A category of coding peeves relates to where you should put the beginning and ending block marks in different programming languages. Should you put the open curly brace on the same line or the next line in C, C++, C#, and Java? Should you put the begin on the same line as a if, while, or repeat statement in Delphi/Pascal? I’ve read at least three or more indentation and open/close brace/keyword style guidelines.

A few quickies (maybe obvious, maybe not) - failure to use descriptive function and variable names, code with hard-coded paths, negatively named logical variables, and arbitrarily sticking with the 80 column code per line limit (what are you going to use that large LCD and plasma screen for?).

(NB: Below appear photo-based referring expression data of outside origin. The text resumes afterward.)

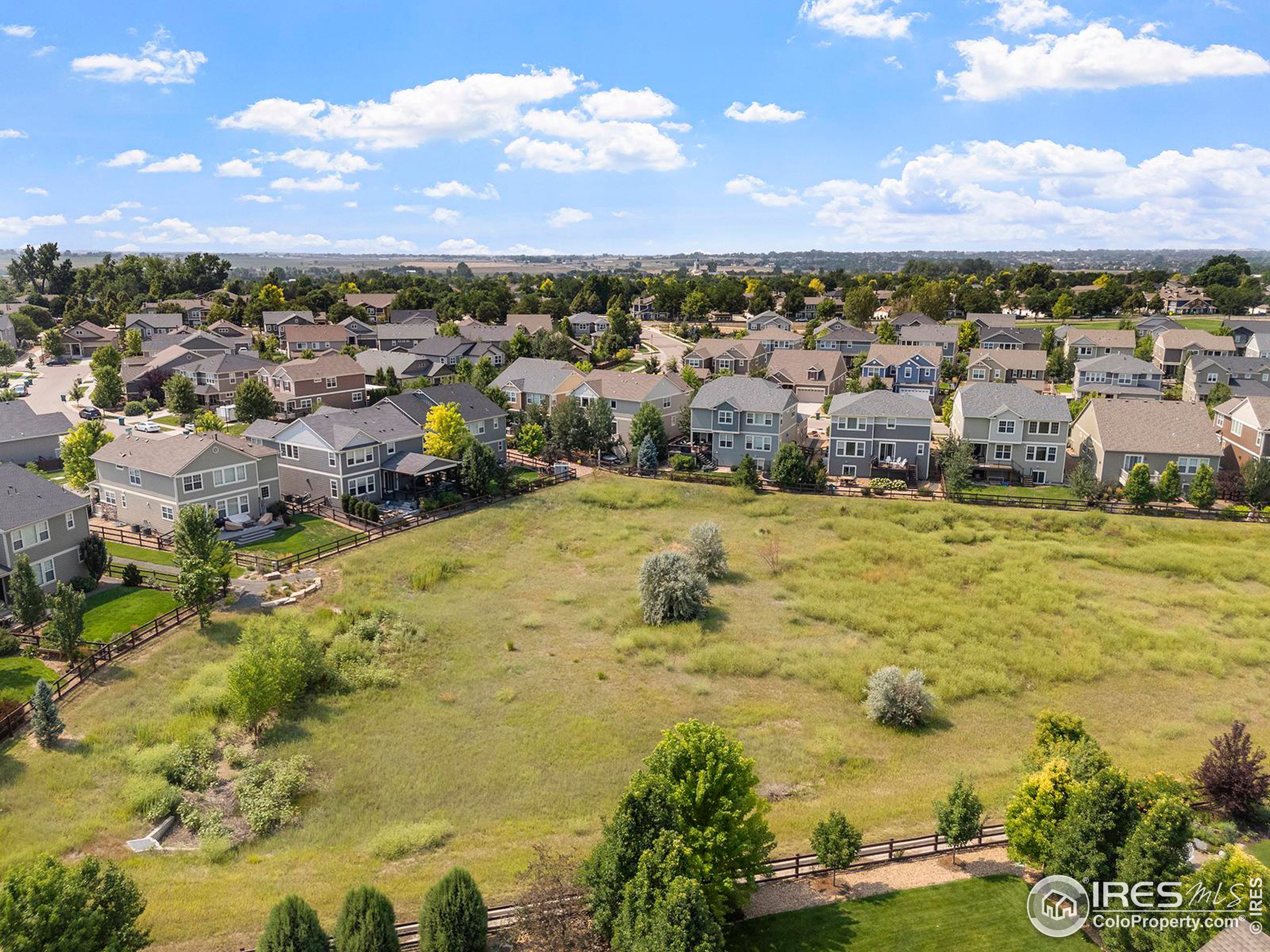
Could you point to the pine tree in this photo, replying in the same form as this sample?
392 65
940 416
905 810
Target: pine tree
46 721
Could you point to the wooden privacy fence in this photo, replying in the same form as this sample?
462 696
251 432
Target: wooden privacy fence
794 867
12 721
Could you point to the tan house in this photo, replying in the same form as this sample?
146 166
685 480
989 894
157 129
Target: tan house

Does anyone out there have their own, I’m sure there are millions? Send them along to me either as comments to this blog entry, or you can email them to davidi.

{ 5 } Comments

  1. Jim McKeeth | November 24, 2004 at 7:49 pm | Permalink

    You really shouldn’t get me <a href="http://www.bsdg.org/2004/11/more-coding-peeves.shtml">started</a>">http://www.bsdg.org/2004/11/more-coding-peeves.shtml">started</a>.

    http://www.bsdg.org/2004/11/more-coding-peeves.shtml

  2. Jim McKeeth | November 24, 2004 at 7:50 pm | Permalink

    Oops, I guess it doesn’t like anchor tags. I’ll remember that for next time. <g>

  3. Anders Ivner | November 29, 2004 at 3:05 am | Permalink

    Implicit dependencies. It’s in my blog. Like Jim above, I’d like to say: don’t get me started…

  4. John Wester | December 1, 2004 at 6:45 am | Permalink

    Here’s mine. I’m working in a legacy code base that has jewels like this:

    function TSomething.Doit : Integer;

    begin

    result := ERR_UNEXPECTED;

    if FFoo then Exit;

    if FBar then Exit;

    if FMoby and not FBlurgh then Exit;

    if FMumble then

    begin

    .

    .

    .

    result := S_OK;

    end;

    end;

  5. Sean Hoffman | December 6, 2004 at 6:27 am | Permalink

    Mine is more of a design issue; I despise when object-oriented purists assume that they’re deities and insist on making all member variables and member functions "private". By doing so, you are assuming that you are all-knowing and that you are fully aware of every potential way your class might be derived and used in the future. I can’t tell you how many times I wanted to tweak how something was done in the base class but couldn’t because all the "goods" were hidden away by an over-zealous coder who thought they were protecting me from myself. Here’s a hint. Use ‘protected’. Assume that if I AM you (referring to what role an inherited class plays with regards to the base class), that I’m either smart enough to know what I’m doing or crazy enough to take on the risks.